Address: Via Ricci 11, Montepulciano
Official site: www.museocivicomontepulciano.it
5 St. Augustine
The church’s handsome Renaissance façade, along with the terracotta relief in the tympanum above the door, is by Michelozzo di Bartolommeo, who collaborated with the eminent Florentine architect Brunelleschi and was a supporter of the sculptor Donatello. However, the church is from several centuries before. It was begun in 1285 and is the oldest surviving church building in Montepulciano. Restorations in the late 17th century significantly altered the interior and removed the previous aisles. Look on the high altar for the wooden crucifix attributed to Donatello. In front of the church is a bell tower topped by a Pulcinella from the 16th century that strikes a bell on the hour.

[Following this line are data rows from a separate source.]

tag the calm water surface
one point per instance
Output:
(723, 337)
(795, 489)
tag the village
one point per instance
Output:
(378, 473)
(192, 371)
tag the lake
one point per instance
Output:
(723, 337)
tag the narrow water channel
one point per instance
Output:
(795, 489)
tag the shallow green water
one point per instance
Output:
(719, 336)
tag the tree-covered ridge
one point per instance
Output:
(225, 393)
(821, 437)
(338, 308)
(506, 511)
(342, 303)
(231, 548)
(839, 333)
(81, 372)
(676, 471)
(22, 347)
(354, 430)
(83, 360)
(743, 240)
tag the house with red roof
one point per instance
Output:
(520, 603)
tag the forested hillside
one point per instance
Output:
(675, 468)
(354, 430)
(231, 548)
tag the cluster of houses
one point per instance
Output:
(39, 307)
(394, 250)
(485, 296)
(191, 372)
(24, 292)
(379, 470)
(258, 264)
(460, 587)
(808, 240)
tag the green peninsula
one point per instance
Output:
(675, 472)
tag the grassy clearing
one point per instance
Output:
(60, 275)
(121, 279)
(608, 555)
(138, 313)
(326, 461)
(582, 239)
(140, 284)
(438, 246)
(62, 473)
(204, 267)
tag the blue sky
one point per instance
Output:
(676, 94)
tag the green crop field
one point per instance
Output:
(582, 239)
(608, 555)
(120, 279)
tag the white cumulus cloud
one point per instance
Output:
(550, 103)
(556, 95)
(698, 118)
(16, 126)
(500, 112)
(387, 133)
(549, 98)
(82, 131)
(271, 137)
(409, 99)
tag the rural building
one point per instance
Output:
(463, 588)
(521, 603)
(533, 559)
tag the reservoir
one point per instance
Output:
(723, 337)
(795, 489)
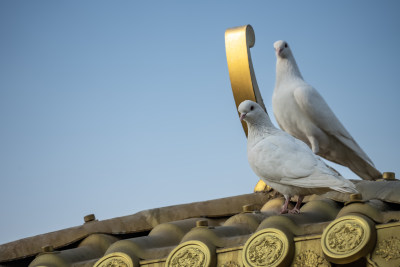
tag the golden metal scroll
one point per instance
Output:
(238, 42)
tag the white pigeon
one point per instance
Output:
(302, 112)
(285, 163)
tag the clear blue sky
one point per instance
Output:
(112, 107)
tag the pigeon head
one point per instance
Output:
(282, 49)
(251, 112)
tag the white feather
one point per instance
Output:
(286, 164)
(302, 112)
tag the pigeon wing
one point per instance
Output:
(280, 156)
(318, 111)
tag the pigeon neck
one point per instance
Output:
(257, 130)
(286, 68)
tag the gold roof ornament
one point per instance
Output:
(348, 238)
(238, 42)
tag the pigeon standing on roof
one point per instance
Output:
(285, 163)
(302, 112)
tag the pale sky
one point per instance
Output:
(113, 107)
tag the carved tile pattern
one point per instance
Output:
(389, 249)
(114, 263)
(345, 237)
(310, 259)
(189, 257)
(265, 251)
(230, 264)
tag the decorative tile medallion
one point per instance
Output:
(268, 247)
(389, 249)
(116, 259)
(310, 259)
(230, 264)
(348, 238)
(191, 253)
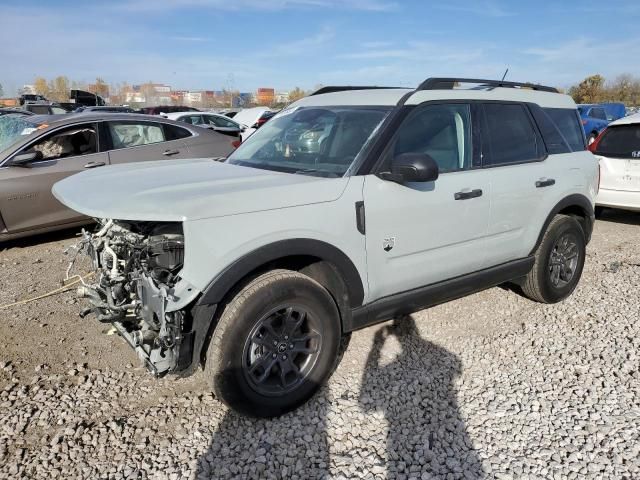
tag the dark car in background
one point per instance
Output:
(37, 151)
(106, 109)
(211, 121)
(166, 109)
(596, 117)
(14, 111)
(45, 108)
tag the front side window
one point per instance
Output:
(133, 134)
(319, 141)
(14, 129)
(441, 131)
(509, 136)
(622, 141)
(173, 132)
(192, 119)
(69, 142)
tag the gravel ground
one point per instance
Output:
(489, 386)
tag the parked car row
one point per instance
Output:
(37, 151)
(595, 117)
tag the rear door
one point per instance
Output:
(142, 140)
(26, 201)
(514, 154)
(619, 152)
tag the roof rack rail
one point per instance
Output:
(344, 88)
(449, 83)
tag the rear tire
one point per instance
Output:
(276, 343)
(559, 261)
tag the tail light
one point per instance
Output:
(593, 148)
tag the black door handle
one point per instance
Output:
(467, 195)
(94, 164)
(547, 182)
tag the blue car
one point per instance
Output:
(595, 117)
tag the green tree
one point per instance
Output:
(59, 89)
(296, 94)
(40, 86)
(590, 90)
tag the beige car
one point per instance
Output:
(37, 151)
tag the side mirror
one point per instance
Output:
(25, 159)
(412, 167)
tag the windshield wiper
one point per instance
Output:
(311, 171)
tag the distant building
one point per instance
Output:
(282, 97)
(242, 100)
(265, 96)
(149, 94)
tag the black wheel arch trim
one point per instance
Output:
(224, 282)
(575, 200)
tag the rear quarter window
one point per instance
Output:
(568, 122)
(509, 135)
(622, 141)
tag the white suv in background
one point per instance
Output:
(618, 149)
(351, 206)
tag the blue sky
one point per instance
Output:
(245, 44)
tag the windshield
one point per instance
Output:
(320, 141)
(13, 128)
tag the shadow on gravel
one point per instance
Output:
(417, 395)
(415, 392)
(297, 440)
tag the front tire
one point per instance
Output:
(276, 343)
(559, 261)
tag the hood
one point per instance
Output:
(179, 190)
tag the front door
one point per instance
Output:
(418, 234)
(26, 201)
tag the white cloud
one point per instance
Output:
(152, 6)
(303, 46)
(486, 8)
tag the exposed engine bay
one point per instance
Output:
(137, 267)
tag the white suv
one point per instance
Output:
(351, 206)
(618, 149)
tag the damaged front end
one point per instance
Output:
(138, 289)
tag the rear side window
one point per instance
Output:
(171, 132)
(133, 134)
(622, 141)
(509, 136)
(568, 122)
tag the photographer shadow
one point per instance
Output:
(415, 390)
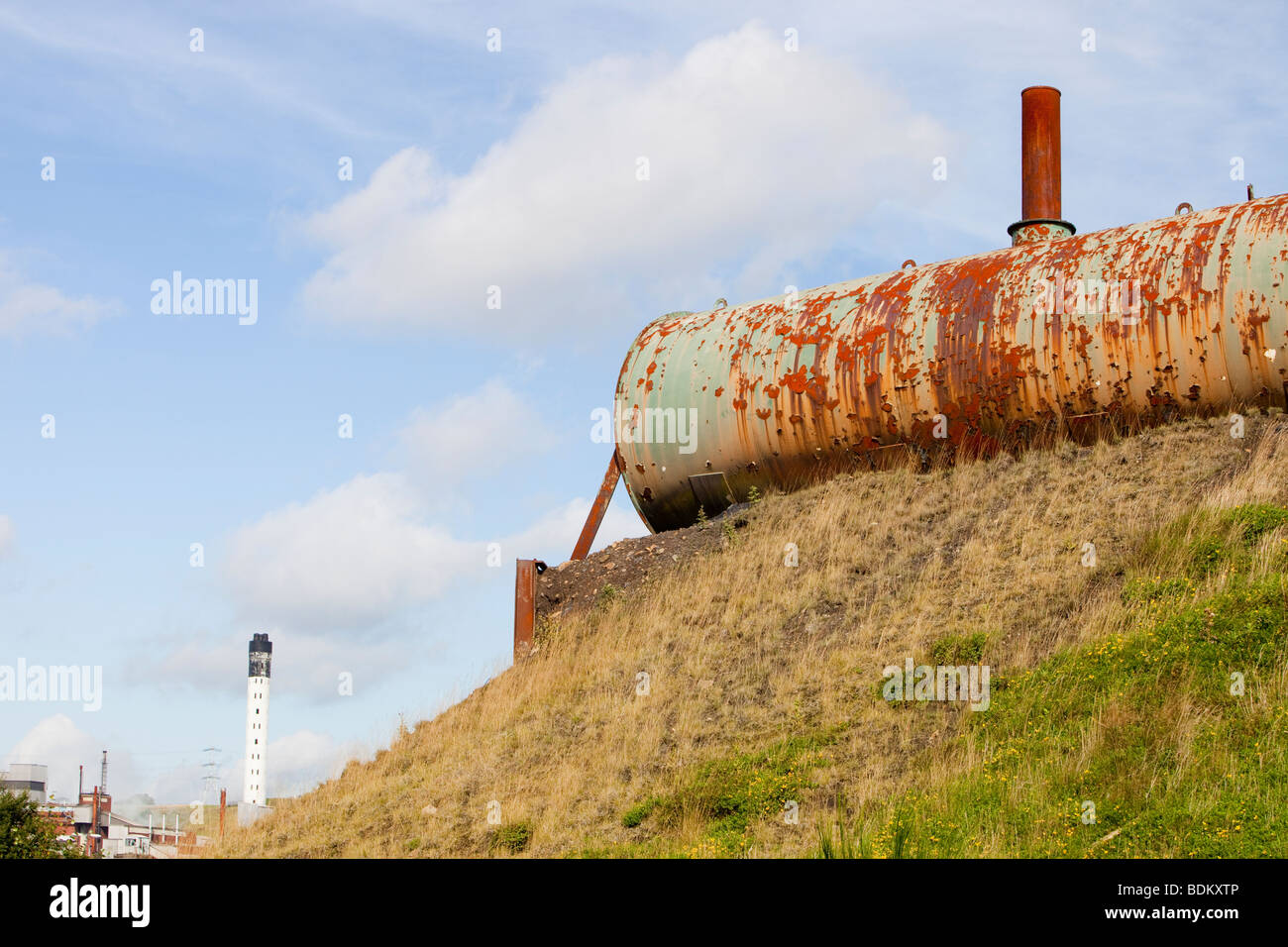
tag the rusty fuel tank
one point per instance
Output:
(1184, 315)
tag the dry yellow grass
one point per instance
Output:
(743, 652)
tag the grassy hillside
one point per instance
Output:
(1113, 685)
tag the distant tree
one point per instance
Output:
(25, 832)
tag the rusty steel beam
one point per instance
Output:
(597, 509)
(524, 605)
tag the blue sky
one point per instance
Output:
(472, 167)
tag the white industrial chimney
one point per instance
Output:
(256, 783)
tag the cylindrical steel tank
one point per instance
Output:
(1180, 315)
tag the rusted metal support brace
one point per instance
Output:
(524, 605)
(599, 508)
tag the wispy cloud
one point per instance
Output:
(34, 308)
(632, 178)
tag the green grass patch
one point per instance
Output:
(511, 838)
(958, 650)
(1140, 744)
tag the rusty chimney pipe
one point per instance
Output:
(1039, 158)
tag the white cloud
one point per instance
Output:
(471, 436)
(750, 149)
(30, 308)
(347, 558)
(554, 535)
(62, 746)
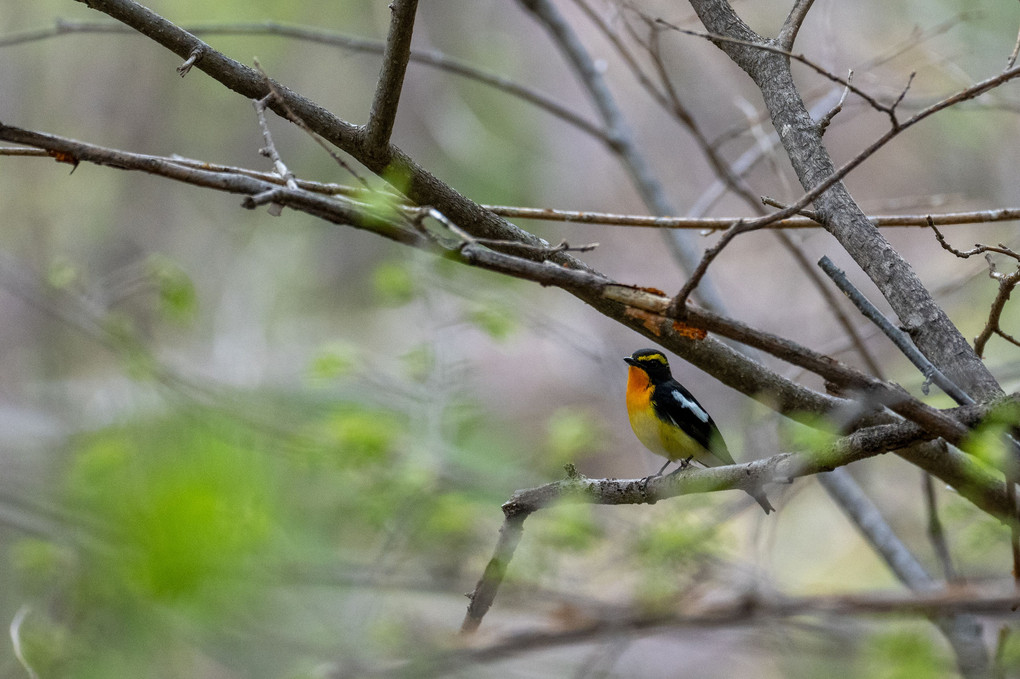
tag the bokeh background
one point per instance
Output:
(237, 445)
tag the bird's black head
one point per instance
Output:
(653, 362)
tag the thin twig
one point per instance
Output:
(935, 532)
(432, 59)
(826, 119)
(768, 47)
(644, 177)
(899, 337)
(1006, 284)
(391, 80)
(787, 34)
(269, 150)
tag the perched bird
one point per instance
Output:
(670, 422)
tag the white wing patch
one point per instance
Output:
(690, 405)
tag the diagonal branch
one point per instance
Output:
(391, 81)
(787, 34)
(781, 467)
(927, 323)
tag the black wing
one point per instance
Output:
(675, 404)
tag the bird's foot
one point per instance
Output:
(683, 464)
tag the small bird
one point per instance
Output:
(670, 422)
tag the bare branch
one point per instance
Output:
(935, 532)
(430, 58)
(787, 34)
(898, 336)
(648, 185)
(826, 119)
(778, 468)
(391, 80)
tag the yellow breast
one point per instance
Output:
(659, 436)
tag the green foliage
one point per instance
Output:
(905, 653)
(496, 321)
(361, 436)
(394, 283)
(570, 432)
(62, 273)
(176, 292)
(568, 527)
(332, 362)
(176, 522)
(987, 441)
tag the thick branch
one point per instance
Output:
(931, 330)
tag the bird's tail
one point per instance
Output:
(760, 498)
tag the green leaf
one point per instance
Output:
(570, 432)
(333, 361)
(394, 283)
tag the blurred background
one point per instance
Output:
(237, 445)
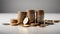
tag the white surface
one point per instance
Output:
(25, 21)
(51, 29)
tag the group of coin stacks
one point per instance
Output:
(34, 18)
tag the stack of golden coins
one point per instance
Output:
(40, 16)
(21, 16)
(13, 22)
(31, 16)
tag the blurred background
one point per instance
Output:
(13, 6)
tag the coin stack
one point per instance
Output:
(31, 16)
(21, 16)
(40, 16)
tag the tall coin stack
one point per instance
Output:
(40, 16)
(31, 16)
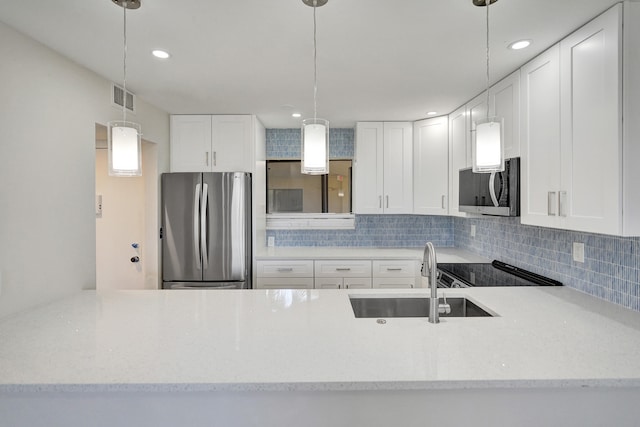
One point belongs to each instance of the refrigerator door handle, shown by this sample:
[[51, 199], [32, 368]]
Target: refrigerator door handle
[[203, 225], [196, 226]]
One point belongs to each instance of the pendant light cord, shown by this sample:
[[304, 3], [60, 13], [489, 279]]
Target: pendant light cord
[[315, 65], [487, 3], [124, 68]]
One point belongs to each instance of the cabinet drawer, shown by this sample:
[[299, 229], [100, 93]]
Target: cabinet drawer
[[395, 268], [302, 268], [342, 283], [284, 283], [394, 283], [349, 268]]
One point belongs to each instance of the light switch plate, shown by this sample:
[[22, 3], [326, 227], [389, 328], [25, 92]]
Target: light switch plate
[[578, 252]]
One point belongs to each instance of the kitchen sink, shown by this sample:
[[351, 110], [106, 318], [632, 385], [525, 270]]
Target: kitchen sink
[[377, 307]]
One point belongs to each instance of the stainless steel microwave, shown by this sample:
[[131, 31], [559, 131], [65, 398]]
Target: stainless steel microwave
[[496, 193]]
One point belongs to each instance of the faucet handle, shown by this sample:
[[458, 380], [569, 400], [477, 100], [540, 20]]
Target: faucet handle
[[444, 308]]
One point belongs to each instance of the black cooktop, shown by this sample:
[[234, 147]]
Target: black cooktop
[[495, 273]]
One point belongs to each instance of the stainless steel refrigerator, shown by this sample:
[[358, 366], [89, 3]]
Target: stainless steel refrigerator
[[206, 230]]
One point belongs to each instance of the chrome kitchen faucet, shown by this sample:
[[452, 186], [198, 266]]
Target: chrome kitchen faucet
[[429, 269]]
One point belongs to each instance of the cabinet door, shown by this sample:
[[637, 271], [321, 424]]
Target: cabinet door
[[285, 268], [431, 166], [505, 103], [190, 143], [368, 168], [231, 143], [398, 168], [328, 283], [591, 140], [394, 283], [347, 268], [459, 156], [540, 139], [357, 283], [394, 268]]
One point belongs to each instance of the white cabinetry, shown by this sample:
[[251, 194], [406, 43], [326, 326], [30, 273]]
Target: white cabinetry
[[383, 170], [431, 166], [342, 274], [590, 111], [575, 168], [540, 125], [285, 274], [459, 155], [395, 274], [211, 143]]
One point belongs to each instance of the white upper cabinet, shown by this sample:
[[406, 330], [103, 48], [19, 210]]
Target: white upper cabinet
[[383, 170], [540, 138], [459, 155], [190, 143], [368, 168], [576, 174], [590, 110], [504, 102], [211, 143], [431, 166]]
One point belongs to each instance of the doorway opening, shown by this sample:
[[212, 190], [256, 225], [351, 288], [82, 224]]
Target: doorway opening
[[127, 215]]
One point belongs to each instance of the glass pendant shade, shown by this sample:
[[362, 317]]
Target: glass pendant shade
[[488, 149], [315, 147], [124, 147]]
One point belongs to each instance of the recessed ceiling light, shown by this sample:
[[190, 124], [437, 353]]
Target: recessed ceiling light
[[161, 54], [520, 44]]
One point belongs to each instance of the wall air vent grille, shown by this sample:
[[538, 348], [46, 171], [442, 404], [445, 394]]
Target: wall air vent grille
[[117, 98]]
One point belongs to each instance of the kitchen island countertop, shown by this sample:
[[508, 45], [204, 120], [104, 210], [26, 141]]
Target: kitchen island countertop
[[181, 340]]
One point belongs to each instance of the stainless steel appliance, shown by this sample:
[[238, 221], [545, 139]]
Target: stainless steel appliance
[[496, 193], [496, 273], [206, 230]]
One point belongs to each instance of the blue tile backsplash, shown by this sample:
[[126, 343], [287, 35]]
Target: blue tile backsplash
[[389, 231], [611, 270], [285, 143]]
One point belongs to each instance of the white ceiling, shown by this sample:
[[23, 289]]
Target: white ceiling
[[377, 59]]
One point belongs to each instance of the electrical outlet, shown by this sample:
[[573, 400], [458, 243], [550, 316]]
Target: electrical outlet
[[578, 252]]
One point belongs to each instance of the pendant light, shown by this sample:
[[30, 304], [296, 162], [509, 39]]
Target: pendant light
[[488, 147], [124, 145], [315, 131]]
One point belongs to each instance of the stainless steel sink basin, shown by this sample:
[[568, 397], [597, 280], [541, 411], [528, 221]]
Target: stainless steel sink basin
[[412, 307]]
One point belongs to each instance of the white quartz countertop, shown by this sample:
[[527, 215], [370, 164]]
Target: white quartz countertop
[[182, 340], [445, 255]]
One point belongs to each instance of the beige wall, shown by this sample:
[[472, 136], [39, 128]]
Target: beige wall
[[48, 113]]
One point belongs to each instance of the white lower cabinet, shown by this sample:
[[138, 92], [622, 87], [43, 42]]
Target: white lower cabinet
[[395, 274], [342, 274], [338, 274], [342, 283], [285, 283], [285, 274]]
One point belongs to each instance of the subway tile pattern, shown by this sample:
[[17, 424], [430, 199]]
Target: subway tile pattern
[[388, 231], [611, 270], [285, 143]]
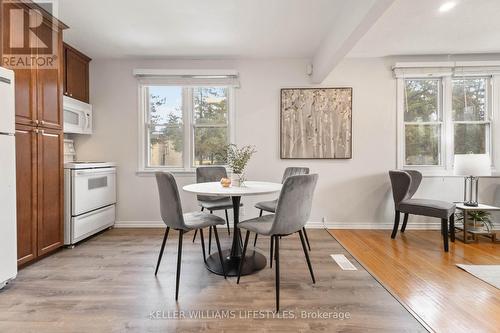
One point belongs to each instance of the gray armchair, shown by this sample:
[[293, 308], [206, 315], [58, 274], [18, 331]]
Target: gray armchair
[[292, 212], [404, 185], [172, 216], [270, 206]]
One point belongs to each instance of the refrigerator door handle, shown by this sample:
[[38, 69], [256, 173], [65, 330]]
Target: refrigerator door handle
[[5, 80]]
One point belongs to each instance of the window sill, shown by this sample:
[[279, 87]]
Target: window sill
[[431, 172]]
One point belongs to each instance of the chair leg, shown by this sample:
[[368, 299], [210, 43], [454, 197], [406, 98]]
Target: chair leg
[[179, 257], [243, 256], [405, 220], [209, 240], [444, 231], [220, 252], [307, 256], [452, 227], [196, 231], [227, 223], [162, 249], [396, 225], [271, 258], [203, 245], [307, 238], [256, 235], [277, 254]]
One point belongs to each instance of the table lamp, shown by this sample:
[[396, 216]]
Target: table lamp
[[472, 166]]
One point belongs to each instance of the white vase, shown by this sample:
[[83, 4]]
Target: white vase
[[236, 180]]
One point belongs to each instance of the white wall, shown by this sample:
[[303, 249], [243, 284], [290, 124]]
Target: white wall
[[350, 193]]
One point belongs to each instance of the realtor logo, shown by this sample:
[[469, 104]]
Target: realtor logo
[[30, 38]]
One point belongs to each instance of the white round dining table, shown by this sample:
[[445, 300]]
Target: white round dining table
[[254, 261]]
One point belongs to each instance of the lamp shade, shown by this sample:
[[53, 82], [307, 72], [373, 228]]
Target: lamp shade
[[472, 165]]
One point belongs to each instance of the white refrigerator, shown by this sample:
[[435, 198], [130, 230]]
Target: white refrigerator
[[8, 225]]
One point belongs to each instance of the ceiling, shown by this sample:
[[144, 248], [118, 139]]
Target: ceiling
[[199, 28], [411, 27]]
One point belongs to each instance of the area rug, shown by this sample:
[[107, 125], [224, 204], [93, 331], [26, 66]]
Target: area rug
[[488, 273]]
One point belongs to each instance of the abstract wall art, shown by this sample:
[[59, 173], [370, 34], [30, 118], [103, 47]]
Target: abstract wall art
[[316, 123]]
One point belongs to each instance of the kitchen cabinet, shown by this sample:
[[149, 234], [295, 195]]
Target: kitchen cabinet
[[26, 185], [39, 168], [50, 190], [76, 74], [39, 139]]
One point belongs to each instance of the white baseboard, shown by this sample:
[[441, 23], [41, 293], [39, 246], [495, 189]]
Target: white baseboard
[[310, 225]]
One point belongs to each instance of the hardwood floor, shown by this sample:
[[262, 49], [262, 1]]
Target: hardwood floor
[[107, 284], [417, 271]]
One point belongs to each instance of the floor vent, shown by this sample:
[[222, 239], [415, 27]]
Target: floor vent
[[343, 262]]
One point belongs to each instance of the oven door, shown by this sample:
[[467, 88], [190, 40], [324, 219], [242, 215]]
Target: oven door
[[92, 189]]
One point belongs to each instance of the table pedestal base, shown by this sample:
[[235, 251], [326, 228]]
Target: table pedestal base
[[254, 261]]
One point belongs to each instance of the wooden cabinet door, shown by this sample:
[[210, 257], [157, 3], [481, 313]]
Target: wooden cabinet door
[[25, 83], [50, 190], [76, 83], [26, 182]]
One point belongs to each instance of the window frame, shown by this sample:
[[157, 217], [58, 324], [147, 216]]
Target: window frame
[[188, 152], [440, 122], [447, 128]]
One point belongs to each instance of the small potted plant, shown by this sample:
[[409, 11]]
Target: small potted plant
[[237, 159]]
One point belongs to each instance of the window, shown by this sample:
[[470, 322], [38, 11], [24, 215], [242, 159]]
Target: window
[[184, 126], [443, 112], [470, 112], [423, 122]]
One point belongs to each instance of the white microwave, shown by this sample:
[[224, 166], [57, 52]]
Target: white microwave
[[77, 116]]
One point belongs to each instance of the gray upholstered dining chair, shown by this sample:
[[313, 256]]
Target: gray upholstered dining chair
[[172, 216], [292, 212], [404, 185], [270, 206], [207, 174]]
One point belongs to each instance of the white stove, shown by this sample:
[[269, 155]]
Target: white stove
[[89, 196], [88, 165]]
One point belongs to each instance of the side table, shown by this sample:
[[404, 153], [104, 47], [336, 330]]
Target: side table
[[467, 235]]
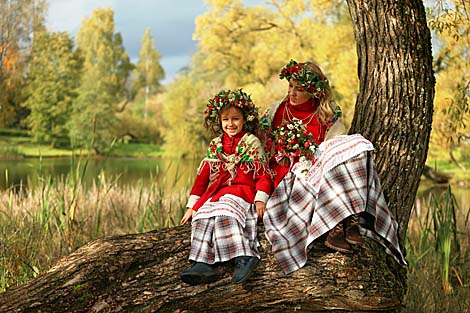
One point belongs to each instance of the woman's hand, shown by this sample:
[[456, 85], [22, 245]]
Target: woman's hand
[[187, 216], [260, 208]]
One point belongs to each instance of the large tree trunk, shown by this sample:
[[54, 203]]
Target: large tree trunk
[[140, 273], [395, 103]]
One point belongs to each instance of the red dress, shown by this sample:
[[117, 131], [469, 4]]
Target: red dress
[[245, 184], [307, 113]]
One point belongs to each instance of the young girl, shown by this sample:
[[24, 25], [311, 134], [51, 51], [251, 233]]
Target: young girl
[[224, 215]]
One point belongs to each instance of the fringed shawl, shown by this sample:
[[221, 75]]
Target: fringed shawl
[[248, 152]]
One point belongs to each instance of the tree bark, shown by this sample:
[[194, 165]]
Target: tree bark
[[140, 273], [395, 103]]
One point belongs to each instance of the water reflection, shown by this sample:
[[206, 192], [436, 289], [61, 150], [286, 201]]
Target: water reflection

Address: Piazza Michelozzo, Montepulciano
6 Santa Maria dei Servi
The Church of Santa Maria dei Servi is located just outside the city walls. Built in the 14th century, the exterior is Gothic in style, but the elegant Baroque interior was the work of Andrea Pozzo in the late 17th century. Inside, look for a 14th-century fresco of the Madonna of the Sienese school, a painted panel of the Madonna and Child in a larger fresco, and a fresco of the crucifix.
Address: Via di Collazzi, 78, Montepulciano
7 St. Agnes
Outside the walls on the north side of town is the Church of Sant’Agnese, dedicated to St. Agnes of Montepulciano, a Dominican prioress who died in 1317 and is the town’s patron saint. It stands on the site of the former church of Santa Maria Novella, which was built by St. Agnes himself. Although the facade has been rebuilt, it retains the Gothic portal. In the first chapel on the right is a fresco of the Madonna, from the school of Simone Martini; on the main altar is the reliquary of the saint from the 17th century. Adjacent to the church is a cloister with frescoes.
Adres: Porta al Prato, Montepulciano
8 Palazzo Avignonesi
The Palazzo Avignonesi is probably designed by Giácomo da Vignola, whose real name was Giácomo Barozzi, in the 16th century. The late renaissance facade has rustic stonework on the ground floor and windows on the upper floors with alternating triangular and arched fronts. In the square in front of the palace is a column with the Marzocco, a lion that symbolized the authority of Florence. The lion is the work of the sculptor Sarrocchi.
Address: Via di Gracciano 99, Montepulciano
Official site: www.palazzoavignonesi.com
Day trips from Montepulciano
In the Val di Chiana, about 20 kilometers southeast of Montepulciano, Chiusi was an important Etruscan city by the sixth century BC and later a Roman city. The Museo Nazionale Etrusco (National Etruscan Museum) has a rich collection of Etruscan material and Greek pottery recovered from excavations in the Chiusi area. You will see ash urns, sarcophagi, bronze and pottery masks, tombstones, amphorae and canopic jars. The museum offers an excellent insight into the life of the Etruscans, their cult of the dead, their craftsmanship and their artistic sensibility. Ask at the museum about visiting some of the Etruscan tombs in the area. Some of these are open and contain wall paintings, urns and sarcophagi.